Muhar Omtatok, seorang Seniman, Budayawan dan Sejarahwan menjelaskan sebagai berikut:
"Melayu secara puak (etnis, suku), bukan dilihat dari faktor genekologi
seperti kebanyakan puak-puak lain. Di Malaysia, tetap mengaku berpuak Melayu
walau moyang mereka berpuak Jawa, Mandailing, Bugis, Keling dan lainnya.
Beberapa tempat di Sumatera Utara, ada beberapa Komunitas keturunan Batak yang
mengaku Orang Kampong - Puak Melayu
Kerajaan
Sriwijaya dari abad ke-7 Masehi diketahui memakai bahasa Melayu (sebagai bahasa
Melayu Kuna) sebagai bahasa kenegaraan. Lima prasasti kuna yang ditemukan di Sumatera
bagian selatan peninggalan kerajaan itu menggunakan bahasa Melayu yang
bertaburan kata-kata pinjaman dari bahasa Sanskerta, suatu bahasa Indo-Eropa
dari cabang Indo-Iran. Jangkauan penggunaan bahasa ini diketahui cukup luas,
karena ditemukan pula dokumen-dokumen dari abad berikutnya di Pulau Jawa dan
Pulau Luzon. Kata-kata seperti samudra, istri, raja, putra, kepala, kawin, dan
kaca masuk pada periode hingga abad ke-15 Masehi.
Pada
abad ke-15 berkembang bentuk yang dianggap sebagai bahasa Melayu Klasik
(classical Malay atau medieval Malay). Bentuk ini dipakai oleh Kesultanan
Melaka, yang perkembangannya kelak disebut sebagai bahasa Melayu Tinggi.
Penggunaannya terbatas di kalangan keluarga kerajaan di sekitar Sumatera, Jawa,
dan Semenanjung Malaya.[rujukan?] Laporan Portugis, misalnya oleh Tome Pires,
menyebutkan adanya bahasa yang dipahami oleh semua pedagang di wilayah Sumatera
dan Jawa. Magellan dilaporkan memiliki budak dari Nusantara yang menjadi juru
bahasa di wilayah itu. Ciri paling menonjol dalam ragam sejarah ini adalah
mulai masuknya kata-kata pinjaman dari bahasa Arab dan bahasa Parsi, sebagai
akibat dari penyebaran agama Islam yang mulai masuk sejak abad ke-12. Kata-kata
bahasa Arab seperti masjid, kalbu, kitab, kursi, selamat, dan kertas, serta
kata-kata Parsi seperti anggur, cambuk, dewan, saudagar, tamasya, dan tembakau
masuk pada periode ini. Proses penyerapan dari bahasa Arab terus berlangsung
hingga sekarang.
Kedatangan
pedagang Portugis, diikuti oleh Belanda, Spanyol, dan Inggris meningkatkan
informasi dan mengubah kebiasaan masyarakat pengguna bahasa Melayu. Bahasa
Portugis banyak memperkaya kata-kata untuk kebiasaan Eropa dalam kehidupan
sehari-hari, seperti gereja, sepatu, sabun, meja, bola, bolu, dan jendela.

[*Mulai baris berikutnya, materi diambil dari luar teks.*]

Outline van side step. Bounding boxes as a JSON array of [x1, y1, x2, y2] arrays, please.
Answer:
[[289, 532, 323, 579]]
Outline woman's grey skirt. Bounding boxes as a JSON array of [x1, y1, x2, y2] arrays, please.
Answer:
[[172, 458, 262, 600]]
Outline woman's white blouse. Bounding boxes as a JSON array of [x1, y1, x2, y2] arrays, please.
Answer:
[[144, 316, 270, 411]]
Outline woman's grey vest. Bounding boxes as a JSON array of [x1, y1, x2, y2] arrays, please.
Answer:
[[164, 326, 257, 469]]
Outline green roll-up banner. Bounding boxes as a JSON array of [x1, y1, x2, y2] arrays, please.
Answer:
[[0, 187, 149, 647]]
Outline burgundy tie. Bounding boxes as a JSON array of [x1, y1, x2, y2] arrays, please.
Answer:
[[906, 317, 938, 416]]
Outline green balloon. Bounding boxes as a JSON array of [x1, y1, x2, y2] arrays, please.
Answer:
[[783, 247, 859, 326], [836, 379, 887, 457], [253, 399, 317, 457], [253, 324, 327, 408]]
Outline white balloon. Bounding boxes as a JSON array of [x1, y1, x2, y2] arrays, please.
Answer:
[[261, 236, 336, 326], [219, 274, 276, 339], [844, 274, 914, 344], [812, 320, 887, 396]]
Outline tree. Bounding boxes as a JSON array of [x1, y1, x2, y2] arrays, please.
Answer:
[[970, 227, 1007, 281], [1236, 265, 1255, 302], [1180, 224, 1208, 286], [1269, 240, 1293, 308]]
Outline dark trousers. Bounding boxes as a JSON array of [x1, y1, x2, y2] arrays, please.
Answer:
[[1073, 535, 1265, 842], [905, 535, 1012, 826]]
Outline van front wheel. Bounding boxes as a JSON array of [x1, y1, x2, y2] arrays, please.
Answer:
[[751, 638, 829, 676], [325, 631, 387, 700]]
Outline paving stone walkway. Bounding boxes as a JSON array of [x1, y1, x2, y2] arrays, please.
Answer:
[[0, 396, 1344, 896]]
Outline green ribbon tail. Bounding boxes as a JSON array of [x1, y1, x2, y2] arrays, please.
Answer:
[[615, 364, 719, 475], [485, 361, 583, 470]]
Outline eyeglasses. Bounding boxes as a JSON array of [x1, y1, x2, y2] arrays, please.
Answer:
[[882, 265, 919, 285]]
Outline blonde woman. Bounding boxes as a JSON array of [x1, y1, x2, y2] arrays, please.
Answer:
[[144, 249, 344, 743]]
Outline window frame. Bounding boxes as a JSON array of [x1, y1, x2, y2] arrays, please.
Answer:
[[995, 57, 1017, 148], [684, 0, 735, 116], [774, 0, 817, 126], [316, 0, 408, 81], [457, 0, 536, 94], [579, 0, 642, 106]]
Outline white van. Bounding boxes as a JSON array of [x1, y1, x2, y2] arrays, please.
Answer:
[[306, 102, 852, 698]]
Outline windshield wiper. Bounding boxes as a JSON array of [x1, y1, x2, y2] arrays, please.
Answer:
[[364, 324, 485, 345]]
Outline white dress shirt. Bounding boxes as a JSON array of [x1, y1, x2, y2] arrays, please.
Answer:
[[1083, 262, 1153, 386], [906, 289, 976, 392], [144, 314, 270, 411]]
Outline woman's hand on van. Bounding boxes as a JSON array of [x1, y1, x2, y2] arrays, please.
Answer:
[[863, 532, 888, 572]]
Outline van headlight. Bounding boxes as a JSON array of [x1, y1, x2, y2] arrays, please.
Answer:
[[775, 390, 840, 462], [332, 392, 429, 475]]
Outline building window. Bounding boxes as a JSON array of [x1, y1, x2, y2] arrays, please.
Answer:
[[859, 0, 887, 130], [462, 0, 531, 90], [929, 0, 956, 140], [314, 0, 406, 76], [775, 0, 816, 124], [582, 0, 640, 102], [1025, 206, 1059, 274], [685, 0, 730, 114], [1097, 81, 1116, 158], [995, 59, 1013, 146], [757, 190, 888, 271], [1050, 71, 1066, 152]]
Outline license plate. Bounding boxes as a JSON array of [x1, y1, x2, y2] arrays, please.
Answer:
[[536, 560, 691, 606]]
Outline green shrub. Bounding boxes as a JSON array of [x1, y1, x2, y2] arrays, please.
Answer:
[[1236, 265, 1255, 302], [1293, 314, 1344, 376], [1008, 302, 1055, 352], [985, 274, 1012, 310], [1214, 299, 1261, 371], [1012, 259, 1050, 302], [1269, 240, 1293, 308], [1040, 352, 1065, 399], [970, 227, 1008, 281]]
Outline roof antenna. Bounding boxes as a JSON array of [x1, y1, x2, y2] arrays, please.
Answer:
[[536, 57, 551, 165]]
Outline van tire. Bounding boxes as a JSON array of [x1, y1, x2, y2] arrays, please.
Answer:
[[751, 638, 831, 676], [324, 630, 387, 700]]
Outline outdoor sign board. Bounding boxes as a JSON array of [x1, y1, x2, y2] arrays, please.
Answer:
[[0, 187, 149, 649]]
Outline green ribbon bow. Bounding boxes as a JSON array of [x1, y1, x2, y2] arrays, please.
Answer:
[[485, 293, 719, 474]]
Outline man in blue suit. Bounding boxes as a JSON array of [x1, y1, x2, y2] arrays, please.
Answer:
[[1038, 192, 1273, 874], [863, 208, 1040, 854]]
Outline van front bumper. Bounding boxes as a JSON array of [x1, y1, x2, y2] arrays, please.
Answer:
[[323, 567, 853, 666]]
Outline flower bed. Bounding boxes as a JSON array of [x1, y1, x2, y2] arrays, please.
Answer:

Bahasa Belanda terutama banyak memberi pengayaan di bidang administrasi,
kegiatan resmi (misalnya dalam upacara dan kemiliteran), dan teknologi hingga
awal abad ke-20. Kata-kata seperti asbak, polisi, kulkas, knalpot, dan stempel
adalah pinjaman dari bahasa ini.
Bahasa
yang dipakai pendatang dari Cina juga lambat laun dipakai oleh penutur bahasa
Melayu, akibat kontak di antara mereka yang mulai intensif di bawah penjajahan
Belanda. Sudah dapat diduga, kata-kata Tionghoa yang masuk biasanya berkaitan
dengan perniagaan dan keperluan sehari-hari, seperti pisau, tauge, tahu,
loteng, teko, tauke, dan cukong.
Jan
Huyghen van Linschoten pada abad ke-17 dan Alfred Russel Wallace pada abad
ke-19 menyatakan bahwa bahasa orang Melayu/Melaka dianggap sebagai bahasa yang
paling penting di "dunia timur". Luasnya penggunaan bahasa Melayu ini
melahirkan berbagai varian lokal dan temporal. Bahasa perdagangan menggunakan
bahasa Melayu di berbagai pelabuhan Nusantara bercampur dengan bahasa Portugis,
bahasa Tionghoa, maupun bahasa setempat. Terjadi proses pidginisasi di beberapa
kota pelabuhan di kawasan timur Nusantara, misalnya di Manado, Ambon, dan
Kupang. Orang-orang Tionghoa di Semarang dan Surabaya juga menggunakan varian
bahasa Melayu pidgin. Terdapat pula bahasa Melayu Tionghoa di Batavia. Varian
yang terakhir ini malah dipakai sebagai bahasa pengantar bagi beberapa surat
kabar pertama berbahasa Melayu (sejak akhir abad ke-19). Varian-varian lokal
ini secara umum dinamakan bahasa Melayu Pasar oleh para peneliti bahasa.
Terobosan
penting terjadi ketika pada pertengahan abad ke-19 Raja Ali Haji dari istana
Riau-Johor (pecahan Kesultanan Melaka) menulis kamus ekabahasa untuk bahasa
Melayu. Sejak saat itu dapat dikatakan bahwa bahasa ini adalah bahasa yang
full-fledged, sama tinggi dengan bahasa-bahasa internasional pada masa itu,
karena memiliki kaidah dan dokumentasi kata yang terdefinisi dengan jelas.
Hingga
akhir abad ke-19 dapat dikatakan terdapat paling sedikit dua kelompok bahasa
Melayu yang dikenal masyarakat Nusantara: bahasa Melayu Pasar yang kolokial dan
tidak baku serta bahasa Melayu Tinggi yang terbatas pemakaiannya tetapi
memiliki standar. Bahasa ini dapat dikatakan sebagai lingua franca, tetapi
kebanyakan berstatus sebagai bahasa kedua atau ketiga. Kata-kata pinjaman
Perkembangan
Pemerintah
kolonial Hindia-Belanda menyadari bahwa bahasa Melayu dapat dipakai untuk
membantu administrasi bagi kalangan pegawai pribumi karena penguasaan bahasa
Belanda para pegawai pribumi dinilai lemah. Dengan menyandarkan diri pada
bahasa Melayu Tinggi (karena telah memiliki kitab-kitab rujukan) sejumlah
sarjana Belanda mulai terlibat dalam standardisasi bahasa. Promosi bahasa
Melayu pun dilakukan di sekolah-sekolah dan didukung dengan penerbitan karya
sastra dalam bahasa Melayu. Akibat pilihan ini terbentuklah "embrio"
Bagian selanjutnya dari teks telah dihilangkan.